Against World Literature: On the Politics of Untranslatability argues for a rethinking of comparative literature focusing on the problems that emerge when large-scale paradigms of literary studies ignore the politics of the “Untranslatable”—the realm of those words that are continually retranslated, mistranslated, transferred from language to language, or especially resistant to substitution.
In the place of “World Literature”—a dominant paradigm in the humanities, one grounded in market-driven notions of readability and universal appeal—Apter proposes a plurality of “world literatures” oriented around philosophical concepts and geopolitical pressure points. The history and theory of the language that constructs World Literature is critically examined with a special focus on Weltliteratur, literary world systems, narrative ecosystems, language borders and checkpoints, theologies of translation, and planetary devolution in a book set to revolutionize the discipline of comparative literature.

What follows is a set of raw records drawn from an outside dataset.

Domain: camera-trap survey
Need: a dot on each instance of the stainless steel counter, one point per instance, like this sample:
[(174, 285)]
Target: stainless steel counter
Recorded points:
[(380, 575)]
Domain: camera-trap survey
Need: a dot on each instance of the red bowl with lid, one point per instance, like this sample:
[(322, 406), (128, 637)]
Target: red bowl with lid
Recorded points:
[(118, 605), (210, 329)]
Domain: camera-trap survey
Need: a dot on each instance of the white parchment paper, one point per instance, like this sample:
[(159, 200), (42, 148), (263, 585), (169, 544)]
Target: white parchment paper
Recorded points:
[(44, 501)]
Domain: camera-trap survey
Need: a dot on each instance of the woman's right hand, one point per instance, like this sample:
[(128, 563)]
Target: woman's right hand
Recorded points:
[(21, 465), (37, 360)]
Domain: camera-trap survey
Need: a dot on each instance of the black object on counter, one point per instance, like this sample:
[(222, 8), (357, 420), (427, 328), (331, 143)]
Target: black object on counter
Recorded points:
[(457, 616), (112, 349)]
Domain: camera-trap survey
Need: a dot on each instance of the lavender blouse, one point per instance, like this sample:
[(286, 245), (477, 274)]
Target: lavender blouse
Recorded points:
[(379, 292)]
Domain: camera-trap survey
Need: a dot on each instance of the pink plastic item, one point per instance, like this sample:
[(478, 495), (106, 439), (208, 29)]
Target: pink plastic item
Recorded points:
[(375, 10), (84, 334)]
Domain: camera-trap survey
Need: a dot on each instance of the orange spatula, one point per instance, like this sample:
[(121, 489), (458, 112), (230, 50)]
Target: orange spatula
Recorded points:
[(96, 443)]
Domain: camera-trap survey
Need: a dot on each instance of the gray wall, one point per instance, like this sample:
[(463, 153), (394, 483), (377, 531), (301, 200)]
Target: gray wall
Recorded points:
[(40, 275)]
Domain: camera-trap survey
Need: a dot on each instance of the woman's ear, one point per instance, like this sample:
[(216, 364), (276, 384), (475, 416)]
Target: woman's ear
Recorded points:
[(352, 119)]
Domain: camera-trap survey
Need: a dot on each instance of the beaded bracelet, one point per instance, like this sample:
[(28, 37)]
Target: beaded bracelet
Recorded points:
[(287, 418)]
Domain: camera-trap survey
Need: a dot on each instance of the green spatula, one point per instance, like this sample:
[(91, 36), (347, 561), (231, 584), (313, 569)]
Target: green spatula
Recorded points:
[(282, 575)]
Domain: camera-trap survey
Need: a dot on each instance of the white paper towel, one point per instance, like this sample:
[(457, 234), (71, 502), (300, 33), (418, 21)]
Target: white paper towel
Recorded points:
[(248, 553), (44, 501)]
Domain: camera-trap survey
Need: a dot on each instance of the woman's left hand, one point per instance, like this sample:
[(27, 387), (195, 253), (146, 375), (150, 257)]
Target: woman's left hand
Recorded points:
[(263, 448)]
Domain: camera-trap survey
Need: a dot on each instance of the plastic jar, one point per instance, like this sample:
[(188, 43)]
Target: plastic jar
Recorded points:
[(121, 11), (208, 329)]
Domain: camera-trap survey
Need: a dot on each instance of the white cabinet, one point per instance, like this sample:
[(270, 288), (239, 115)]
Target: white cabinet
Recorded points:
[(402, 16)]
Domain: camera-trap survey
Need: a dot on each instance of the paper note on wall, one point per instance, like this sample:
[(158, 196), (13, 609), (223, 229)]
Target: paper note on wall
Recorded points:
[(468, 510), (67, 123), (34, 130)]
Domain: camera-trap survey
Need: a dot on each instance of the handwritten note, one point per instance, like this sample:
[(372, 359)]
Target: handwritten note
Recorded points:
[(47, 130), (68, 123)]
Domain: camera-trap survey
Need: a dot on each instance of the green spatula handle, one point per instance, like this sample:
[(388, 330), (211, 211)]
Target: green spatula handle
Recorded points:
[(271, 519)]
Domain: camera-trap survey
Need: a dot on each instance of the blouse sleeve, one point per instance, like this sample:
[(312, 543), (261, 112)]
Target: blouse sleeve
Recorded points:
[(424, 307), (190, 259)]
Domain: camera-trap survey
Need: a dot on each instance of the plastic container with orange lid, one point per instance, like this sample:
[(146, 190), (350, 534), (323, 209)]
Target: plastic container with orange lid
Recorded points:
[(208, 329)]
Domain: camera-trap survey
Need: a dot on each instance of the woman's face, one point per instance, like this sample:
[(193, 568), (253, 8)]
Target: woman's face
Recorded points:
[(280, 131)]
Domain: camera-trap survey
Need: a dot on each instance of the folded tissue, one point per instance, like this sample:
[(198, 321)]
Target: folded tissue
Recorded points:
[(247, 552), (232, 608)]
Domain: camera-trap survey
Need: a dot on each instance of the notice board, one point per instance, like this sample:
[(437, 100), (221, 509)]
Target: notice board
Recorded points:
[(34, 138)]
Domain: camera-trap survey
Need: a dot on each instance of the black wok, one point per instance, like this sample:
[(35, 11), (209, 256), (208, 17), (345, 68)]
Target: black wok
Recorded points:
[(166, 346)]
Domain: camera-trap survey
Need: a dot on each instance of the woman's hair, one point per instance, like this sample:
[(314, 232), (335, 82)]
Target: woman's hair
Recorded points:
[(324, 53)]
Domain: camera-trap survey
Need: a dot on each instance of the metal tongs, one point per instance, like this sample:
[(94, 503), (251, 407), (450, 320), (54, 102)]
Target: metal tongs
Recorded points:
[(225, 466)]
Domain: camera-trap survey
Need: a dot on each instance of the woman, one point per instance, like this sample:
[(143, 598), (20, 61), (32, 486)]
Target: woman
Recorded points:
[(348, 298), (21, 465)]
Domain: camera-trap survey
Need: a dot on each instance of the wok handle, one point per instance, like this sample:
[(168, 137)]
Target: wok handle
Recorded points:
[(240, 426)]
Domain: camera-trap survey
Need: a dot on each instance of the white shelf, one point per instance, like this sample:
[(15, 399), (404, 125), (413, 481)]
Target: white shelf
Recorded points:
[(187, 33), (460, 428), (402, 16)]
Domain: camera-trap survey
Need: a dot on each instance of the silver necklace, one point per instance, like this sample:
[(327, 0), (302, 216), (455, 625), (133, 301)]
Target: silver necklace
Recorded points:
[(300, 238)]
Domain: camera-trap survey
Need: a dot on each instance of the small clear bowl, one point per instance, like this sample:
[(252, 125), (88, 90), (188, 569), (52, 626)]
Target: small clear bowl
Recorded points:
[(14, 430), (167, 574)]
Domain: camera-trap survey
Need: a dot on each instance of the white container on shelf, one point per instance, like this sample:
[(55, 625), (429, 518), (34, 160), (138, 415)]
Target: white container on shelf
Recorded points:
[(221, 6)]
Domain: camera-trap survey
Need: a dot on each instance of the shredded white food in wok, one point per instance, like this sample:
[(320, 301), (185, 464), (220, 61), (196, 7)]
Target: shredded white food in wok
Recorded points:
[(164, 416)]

“Just following Emily Apter’s dizzying array of texts from diverse traditions and times (including a tightly argued discussion of the philosophicality of Simone de Beauvoir, lost in translation to the best of US feminists), embracing much experimental material, all read with meticulous care, is an education. No one has thought the question of world literature in greater depth, at once re-thinking Comparative Literature as translatability studies.”
“Rarely does one read a book with the title Against that is so much for important causes and ideas: writing, translation, worldliness, diversity, cosmopolitanism, while fully aware of their promises and threats. In this moment of dispossession of the Humanities, we needed just that book to clarify matters and move beyond the contradictions.”
“Arresting and unashamedly political, Against World Literature asks us to regard untranslatability - those thorny, frustrating moments of cultural dissonance and misunderstanding - as the key to translation and cross-cultural engagement.”
“There is much value in Apter’s insights into the ambiguous nature of translation and language barriers”
“Apter's critique is relentless - World Literature is the handmaiden to a late-capitalist moment that transforms all cultural idioms into easily digestible products for an expanded global marketplace... Against World Literature has an astonishing range of critical and literary reference, with the introduction moving rapidly through an overview of world literature today, translation studies, the philosophy of Walter Benjamin and Wittgenstein, theology and language, and culminating in an attempt to "conjugate" the abstruse writings of Alain Badiou with those of the French philosopher of language Barbara Cassin... Emily Apter's study is essential reading for scholars working across nations and boundaries, and a chastening reminder of how crucial translation if for myriad forms of literary inquiry.”